Qualifying opportunities means making sure the opportunity that we have helped to surface is real, winnable, and worth our firm’s time to pursue.
THERE ARE A COUPLE OF PROVEN APPROACHES TO QUALIFY OPPORTUNITIES.
1. One approach is to ask questions that will enable your firm to make smart decisions on whether to pursuit and opportunity or not. For example, you should be able to determine through questioning:
- Is there a business need?
- Is there a sense of urgency to meet that business need?
- Is the project funded?
- Is the opportunity in the near term or is it more long term?
- Who’s the competition?
- Has the client assigned resources to address the issue?
Answering these questions will go a long way toward determining if the opportunity is real and important enough for the client to address it.
2. Qualifying opportunities is establishing whether the individuals associated with the potential opportunity can articulate what the “compelling event” is behind the initiative. Compelling events usually fall into one or more of the following categories.

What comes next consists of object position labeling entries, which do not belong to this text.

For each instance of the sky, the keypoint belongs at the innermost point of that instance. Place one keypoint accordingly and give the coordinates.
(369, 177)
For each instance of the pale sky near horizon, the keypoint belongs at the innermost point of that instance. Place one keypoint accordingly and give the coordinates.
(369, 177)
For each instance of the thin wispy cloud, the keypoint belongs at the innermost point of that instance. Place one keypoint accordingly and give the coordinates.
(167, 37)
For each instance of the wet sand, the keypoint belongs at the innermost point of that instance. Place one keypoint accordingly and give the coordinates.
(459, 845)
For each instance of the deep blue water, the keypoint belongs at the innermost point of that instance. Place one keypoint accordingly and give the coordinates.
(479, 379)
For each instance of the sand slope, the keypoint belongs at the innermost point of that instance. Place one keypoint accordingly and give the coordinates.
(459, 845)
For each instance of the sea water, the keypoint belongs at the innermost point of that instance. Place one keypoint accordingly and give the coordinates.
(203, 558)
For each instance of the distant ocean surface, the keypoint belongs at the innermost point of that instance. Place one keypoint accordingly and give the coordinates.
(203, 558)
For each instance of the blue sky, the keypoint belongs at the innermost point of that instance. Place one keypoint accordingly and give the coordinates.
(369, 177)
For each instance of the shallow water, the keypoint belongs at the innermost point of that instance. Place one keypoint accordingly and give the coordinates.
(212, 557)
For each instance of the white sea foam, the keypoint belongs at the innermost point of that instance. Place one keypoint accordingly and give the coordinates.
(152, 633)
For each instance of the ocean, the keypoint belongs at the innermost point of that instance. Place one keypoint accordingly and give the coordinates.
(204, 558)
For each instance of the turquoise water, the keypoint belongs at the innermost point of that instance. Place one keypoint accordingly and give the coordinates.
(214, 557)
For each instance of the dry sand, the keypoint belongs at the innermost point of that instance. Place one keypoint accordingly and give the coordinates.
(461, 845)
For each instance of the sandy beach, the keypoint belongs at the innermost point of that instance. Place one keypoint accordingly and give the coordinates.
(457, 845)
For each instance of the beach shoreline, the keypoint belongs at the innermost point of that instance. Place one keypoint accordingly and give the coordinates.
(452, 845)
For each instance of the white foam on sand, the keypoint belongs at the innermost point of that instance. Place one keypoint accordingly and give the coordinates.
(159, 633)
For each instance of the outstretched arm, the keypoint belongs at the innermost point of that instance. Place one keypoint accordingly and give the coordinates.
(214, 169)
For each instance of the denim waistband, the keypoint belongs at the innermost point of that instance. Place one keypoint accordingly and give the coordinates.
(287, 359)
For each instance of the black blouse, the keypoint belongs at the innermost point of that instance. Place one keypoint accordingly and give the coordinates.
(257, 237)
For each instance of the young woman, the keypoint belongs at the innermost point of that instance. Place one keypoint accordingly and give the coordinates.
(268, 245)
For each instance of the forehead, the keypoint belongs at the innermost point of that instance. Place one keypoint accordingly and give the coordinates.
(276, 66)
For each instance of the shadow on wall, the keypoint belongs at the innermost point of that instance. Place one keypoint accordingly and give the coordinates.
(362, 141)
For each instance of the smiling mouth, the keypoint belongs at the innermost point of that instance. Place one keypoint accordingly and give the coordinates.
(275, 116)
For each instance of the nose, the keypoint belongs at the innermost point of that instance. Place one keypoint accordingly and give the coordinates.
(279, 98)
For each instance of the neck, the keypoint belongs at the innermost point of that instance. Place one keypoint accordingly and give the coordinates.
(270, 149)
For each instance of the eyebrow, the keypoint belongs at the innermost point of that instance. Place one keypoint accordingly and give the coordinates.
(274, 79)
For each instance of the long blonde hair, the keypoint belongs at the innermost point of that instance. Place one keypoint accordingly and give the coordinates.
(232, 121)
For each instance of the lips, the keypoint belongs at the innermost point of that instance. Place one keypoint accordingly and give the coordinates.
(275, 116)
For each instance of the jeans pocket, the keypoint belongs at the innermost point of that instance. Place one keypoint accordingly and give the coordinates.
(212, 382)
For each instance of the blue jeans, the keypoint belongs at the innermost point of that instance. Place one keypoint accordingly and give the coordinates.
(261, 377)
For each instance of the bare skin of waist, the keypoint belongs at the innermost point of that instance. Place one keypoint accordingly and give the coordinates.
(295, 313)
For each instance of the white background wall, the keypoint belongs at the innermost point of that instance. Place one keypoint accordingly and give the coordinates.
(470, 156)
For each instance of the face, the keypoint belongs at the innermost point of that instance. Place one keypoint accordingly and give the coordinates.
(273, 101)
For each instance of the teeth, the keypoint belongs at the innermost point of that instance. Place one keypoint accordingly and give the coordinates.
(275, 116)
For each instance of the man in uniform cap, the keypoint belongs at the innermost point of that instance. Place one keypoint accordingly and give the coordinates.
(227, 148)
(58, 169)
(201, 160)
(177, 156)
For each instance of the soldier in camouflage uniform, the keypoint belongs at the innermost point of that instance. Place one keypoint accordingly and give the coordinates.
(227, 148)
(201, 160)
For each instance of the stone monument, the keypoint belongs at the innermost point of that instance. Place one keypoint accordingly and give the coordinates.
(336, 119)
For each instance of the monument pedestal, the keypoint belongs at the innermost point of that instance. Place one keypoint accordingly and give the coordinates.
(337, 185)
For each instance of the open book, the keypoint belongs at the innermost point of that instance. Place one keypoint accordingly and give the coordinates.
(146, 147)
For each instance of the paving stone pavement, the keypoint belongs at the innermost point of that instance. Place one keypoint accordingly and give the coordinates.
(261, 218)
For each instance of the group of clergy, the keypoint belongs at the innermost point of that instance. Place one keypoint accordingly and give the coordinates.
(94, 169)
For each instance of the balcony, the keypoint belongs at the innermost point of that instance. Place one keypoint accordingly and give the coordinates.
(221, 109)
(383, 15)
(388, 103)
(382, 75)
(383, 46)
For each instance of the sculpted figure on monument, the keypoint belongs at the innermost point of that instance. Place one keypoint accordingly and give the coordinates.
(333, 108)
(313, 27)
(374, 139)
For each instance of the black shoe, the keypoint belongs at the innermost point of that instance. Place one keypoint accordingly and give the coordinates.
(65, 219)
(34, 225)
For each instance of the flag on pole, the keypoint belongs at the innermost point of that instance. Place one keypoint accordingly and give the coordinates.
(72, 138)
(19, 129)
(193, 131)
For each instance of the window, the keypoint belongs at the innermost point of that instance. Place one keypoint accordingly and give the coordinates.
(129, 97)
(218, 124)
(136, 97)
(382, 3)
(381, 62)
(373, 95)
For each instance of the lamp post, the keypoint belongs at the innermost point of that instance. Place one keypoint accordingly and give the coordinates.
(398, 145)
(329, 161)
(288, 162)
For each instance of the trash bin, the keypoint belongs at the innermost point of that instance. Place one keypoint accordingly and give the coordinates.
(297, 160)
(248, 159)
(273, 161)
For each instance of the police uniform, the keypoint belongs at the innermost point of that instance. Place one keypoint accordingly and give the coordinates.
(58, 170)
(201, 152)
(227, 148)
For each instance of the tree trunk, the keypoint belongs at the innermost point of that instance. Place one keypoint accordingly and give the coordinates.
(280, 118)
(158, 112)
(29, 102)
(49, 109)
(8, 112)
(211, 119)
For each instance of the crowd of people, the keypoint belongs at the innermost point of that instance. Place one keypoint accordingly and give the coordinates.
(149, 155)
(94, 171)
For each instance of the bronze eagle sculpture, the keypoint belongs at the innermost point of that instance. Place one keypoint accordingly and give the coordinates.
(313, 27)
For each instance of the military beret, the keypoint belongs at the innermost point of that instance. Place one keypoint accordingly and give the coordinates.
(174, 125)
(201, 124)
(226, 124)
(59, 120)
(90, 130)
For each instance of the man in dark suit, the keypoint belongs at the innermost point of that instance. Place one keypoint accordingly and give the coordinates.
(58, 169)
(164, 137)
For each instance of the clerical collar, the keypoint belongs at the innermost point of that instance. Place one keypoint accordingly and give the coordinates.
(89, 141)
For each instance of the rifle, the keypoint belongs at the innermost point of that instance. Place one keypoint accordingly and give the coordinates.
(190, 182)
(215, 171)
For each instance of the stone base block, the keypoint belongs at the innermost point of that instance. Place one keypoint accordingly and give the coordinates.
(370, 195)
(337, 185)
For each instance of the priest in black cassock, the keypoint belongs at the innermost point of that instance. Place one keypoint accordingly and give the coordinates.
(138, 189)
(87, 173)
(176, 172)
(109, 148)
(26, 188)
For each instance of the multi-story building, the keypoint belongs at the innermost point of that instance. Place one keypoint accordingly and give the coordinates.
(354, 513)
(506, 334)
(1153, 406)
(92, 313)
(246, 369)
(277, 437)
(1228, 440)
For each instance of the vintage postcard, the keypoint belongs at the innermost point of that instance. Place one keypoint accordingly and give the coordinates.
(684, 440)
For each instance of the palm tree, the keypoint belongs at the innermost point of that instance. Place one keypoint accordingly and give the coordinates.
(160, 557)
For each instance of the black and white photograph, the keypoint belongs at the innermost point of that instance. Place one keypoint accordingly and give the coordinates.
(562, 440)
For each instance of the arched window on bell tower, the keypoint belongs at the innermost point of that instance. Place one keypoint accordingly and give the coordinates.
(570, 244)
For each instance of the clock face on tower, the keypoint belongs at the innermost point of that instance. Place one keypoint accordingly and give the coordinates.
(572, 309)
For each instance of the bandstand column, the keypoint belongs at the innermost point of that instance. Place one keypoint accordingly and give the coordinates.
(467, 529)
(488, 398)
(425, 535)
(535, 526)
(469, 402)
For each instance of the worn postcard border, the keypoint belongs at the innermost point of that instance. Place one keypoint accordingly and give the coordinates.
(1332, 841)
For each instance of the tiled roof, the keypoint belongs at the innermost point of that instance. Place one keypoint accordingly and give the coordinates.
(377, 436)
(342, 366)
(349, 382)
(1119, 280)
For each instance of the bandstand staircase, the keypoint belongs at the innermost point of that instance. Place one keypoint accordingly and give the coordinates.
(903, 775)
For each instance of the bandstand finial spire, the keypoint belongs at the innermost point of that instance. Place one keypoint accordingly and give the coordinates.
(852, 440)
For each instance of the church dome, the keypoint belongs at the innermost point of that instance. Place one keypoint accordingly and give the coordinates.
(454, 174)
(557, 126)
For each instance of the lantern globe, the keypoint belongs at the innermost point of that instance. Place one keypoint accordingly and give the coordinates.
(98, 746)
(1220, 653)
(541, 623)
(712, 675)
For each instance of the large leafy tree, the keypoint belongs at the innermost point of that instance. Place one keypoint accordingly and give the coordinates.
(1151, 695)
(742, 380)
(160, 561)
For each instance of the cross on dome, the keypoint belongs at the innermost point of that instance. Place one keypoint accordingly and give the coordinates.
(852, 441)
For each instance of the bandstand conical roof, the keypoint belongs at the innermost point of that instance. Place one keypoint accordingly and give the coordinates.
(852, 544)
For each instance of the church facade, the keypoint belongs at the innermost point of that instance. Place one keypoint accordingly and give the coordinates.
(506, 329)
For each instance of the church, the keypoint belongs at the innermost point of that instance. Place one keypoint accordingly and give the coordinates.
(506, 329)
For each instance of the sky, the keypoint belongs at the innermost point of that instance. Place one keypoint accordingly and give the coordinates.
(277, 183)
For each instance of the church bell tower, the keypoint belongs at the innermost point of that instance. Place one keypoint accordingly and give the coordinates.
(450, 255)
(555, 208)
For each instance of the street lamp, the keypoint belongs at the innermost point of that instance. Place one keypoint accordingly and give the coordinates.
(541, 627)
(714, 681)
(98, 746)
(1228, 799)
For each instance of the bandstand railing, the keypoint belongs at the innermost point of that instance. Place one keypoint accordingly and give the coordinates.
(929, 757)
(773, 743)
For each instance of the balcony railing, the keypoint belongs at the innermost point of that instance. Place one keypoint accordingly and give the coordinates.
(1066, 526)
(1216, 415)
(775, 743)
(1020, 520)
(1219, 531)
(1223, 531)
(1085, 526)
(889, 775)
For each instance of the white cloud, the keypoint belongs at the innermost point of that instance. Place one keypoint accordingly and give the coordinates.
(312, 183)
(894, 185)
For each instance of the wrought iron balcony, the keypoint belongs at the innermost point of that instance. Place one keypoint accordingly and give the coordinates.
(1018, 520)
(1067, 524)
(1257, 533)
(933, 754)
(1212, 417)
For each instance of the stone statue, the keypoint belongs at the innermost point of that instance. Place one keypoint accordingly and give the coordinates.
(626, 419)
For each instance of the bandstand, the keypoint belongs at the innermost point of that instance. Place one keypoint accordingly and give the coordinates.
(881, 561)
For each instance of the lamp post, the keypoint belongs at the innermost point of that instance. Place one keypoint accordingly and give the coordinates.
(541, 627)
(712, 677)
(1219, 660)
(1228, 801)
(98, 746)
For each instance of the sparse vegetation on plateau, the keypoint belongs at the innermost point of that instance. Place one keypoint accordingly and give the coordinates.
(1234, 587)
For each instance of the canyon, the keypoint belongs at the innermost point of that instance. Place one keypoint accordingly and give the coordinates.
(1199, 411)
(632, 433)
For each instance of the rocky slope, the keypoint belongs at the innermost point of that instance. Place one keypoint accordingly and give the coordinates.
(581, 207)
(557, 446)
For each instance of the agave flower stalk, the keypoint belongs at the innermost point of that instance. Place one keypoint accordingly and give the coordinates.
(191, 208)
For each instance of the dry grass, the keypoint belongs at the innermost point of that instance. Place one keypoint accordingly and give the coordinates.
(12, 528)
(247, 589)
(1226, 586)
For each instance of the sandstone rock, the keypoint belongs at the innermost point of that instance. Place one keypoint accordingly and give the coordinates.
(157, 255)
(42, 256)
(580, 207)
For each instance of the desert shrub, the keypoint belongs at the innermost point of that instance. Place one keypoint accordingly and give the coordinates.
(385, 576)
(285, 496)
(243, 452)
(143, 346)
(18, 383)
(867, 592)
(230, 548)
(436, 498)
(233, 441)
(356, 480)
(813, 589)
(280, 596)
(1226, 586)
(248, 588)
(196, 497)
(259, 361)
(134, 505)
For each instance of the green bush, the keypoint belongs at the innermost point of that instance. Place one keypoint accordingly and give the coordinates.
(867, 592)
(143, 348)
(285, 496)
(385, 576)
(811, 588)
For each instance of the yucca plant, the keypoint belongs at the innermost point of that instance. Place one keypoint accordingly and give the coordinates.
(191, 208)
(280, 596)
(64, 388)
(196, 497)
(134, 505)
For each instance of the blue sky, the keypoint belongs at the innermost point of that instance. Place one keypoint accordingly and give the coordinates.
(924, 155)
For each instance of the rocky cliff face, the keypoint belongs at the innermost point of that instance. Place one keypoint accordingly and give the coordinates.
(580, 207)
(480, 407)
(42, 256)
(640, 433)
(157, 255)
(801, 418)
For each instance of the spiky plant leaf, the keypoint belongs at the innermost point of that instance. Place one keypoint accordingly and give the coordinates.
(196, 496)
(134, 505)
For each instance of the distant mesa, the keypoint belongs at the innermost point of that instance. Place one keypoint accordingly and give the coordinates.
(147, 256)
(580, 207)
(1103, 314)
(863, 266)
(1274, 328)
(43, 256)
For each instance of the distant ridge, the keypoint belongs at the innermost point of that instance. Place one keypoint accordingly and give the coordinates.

Will the initiative…
- Increase revenue?
- Increase productivity/efficiencies?
- Contain or reduce costs?
- Increase shareholder value?
- Meet a compliance requirement?
Every “real” (qualified) opportunity is rooted in a compelling event. If your client or the key individual behind that initiative can’t articulate the compelling event, either the opportunity isn’t qualified or the person you are interacting with is not the key player in the decision process.
GET STARTED QUALIFYING TODAY
In the coming weeks and month, try to keep the process of qualifying opportunities top of mind as you listen for and pay attention to client needs and issues. Consider using the acronym “NUTS” as a way to guide your qualifying efforts.
N = Need…is there a definitive need that is recognized by the client?
U = Urgency…is there enough urgency and pain for the client to address the need, and does the client “care” enough about addressing that need to make the decision?
T = Timing…is the timing of the decision one that is more short-term vs longer term?
S = $…is there committed budget by the client to address the need OR is there a clear-cut business case with definitive ROI to help justify the budget?